御書には「強いて説き聞かせよ」とあるものの、「強いて入信させよ」などとはどこにも書いてありません。
折伏は、入会の勧誘ではないのです。仏法を語ることが折伏なのです。
もともと御在世当時の法華宗は精鋭主義でした。特に御本尊は、全てが大聖人の御真筆であり、強情な信徒にしか授与されませんでした。
弟子の大尼が御本尊授与を願い出たものの、一度退転したことを理由に断られた記録もあります。
この精神からすると、入会を渋っている人に強引に本尊流布することは、本来の折伏に反していると言わざるを得ません。
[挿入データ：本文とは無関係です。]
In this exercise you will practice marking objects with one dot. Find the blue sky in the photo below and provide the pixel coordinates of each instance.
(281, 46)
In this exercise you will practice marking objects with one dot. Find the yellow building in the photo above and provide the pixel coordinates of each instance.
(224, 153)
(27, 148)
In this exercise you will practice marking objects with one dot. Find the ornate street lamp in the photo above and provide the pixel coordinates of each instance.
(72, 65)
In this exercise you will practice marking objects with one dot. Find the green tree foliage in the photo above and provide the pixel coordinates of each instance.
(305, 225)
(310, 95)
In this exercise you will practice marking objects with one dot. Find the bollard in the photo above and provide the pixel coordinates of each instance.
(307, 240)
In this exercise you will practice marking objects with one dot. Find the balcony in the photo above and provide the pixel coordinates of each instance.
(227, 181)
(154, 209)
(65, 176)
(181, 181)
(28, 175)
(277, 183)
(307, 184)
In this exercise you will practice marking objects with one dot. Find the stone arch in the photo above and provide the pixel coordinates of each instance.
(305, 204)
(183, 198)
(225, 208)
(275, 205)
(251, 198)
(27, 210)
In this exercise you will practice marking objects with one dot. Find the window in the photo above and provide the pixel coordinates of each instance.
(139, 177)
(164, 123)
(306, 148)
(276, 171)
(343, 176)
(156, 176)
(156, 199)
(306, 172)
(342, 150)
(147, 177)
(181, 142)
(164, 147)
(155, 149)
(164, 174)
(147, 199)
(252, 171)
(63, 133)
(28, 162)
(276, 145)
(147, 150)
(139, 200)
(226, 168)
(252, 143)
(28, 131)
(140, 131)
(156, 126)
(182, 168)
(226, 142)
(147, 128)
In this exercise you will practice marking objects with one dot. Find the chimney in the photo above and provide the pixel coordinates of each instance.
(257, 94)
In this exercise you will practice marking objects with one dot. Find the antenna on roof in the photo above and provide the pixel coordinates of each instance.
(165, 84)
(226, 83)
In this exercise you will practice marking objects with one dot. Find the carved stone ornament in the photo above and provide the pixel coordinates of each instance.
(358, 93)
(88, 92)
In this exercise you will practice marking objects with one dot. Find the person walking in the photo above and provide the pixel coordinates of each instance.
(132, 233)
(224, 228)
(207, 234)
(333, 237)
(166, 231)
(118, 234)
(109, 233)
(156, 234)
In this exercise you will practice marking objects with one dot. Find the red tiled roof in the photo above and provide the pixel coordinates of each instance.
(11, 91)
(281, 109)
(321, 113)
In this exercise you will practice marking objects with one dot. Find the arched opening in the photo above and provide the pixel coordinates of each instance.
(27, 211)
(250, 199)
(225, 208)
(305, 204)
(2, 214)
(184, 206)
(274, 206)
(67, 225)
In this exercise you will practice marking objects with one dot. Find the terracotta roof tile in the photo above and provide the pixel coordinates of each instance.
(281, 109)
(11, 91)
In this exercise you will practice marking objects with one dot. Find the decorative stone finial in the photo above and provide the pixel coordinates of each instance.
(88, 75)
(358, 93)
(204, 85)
そのような成果主義の勧誘では、「大聖人の魂」である御本尊を粗末に扱うことは目に見えています。そうなれば入会した本人も、紹介者も、共に大罰を受けることは免れません。
今現在、信仰の必要性を感じていない人まで、入会させてはいけないのです。
そういう人には、仏法を紹介するにとどめておけばいいのです。聞法下種も発心下種も功徳は同じです。
池田先生が、識者との対談で、入会を勧誘するでしょうか?
確かに聞法下種だけでは成果になりませんし、幹部にするわけにはいきませんが、あなたは幹部になるために信心しているのではありませんから、気にしなくて結構です。
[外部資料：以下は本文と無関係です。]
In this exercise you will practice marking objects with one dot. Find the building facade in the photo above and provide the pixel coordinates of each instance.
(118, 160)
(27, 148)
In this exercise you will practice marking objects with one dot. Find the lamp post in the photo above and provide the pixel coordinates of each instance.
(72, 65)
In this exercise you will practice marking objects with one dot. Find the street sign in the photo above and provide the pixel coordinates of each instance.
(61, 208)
なお、仏法を語るのに創価学会の宣伝をする必要はありません。
したがって、
学会員であることを伝えなくても折伏はできます。
「どうしてそんなに仏法に詳しいのか?」と訊かれたら、その時に学会員だと伝えればいいでしょう。
逆に、深い悩みを抱えている人に対しては、一刻も早く御本尊を保たせる必要がありますので、入会を薦めなくてはいけません。
もちろん断られることが大半ですが 、功徳は同じです。
あなたはあなた自身の宿命転換のために折伏しているのです。だったら、何を言われようと腹を立てる理由はないでしょう。
また、幹部の場合は、深刻な悩みを抱えた人への緊急性の高い折伏現場に入ることが多いので、本尊流布の経験は欠かせないと思います。
やるやらないはむこうの自由です。なにも創価学会へ引っぱりこんでしまわなければ、折伏にならないなどと考えなくともよろしい。
御本尊を受けさせなくても仏様の尊さを賛嘆することが、折伏なのです。そうすれば気が楽になるでしょう。
六軒も七軒もしなくていいから、一人でよいから、ほんとうにありがたいということをわからせて持たせなさい。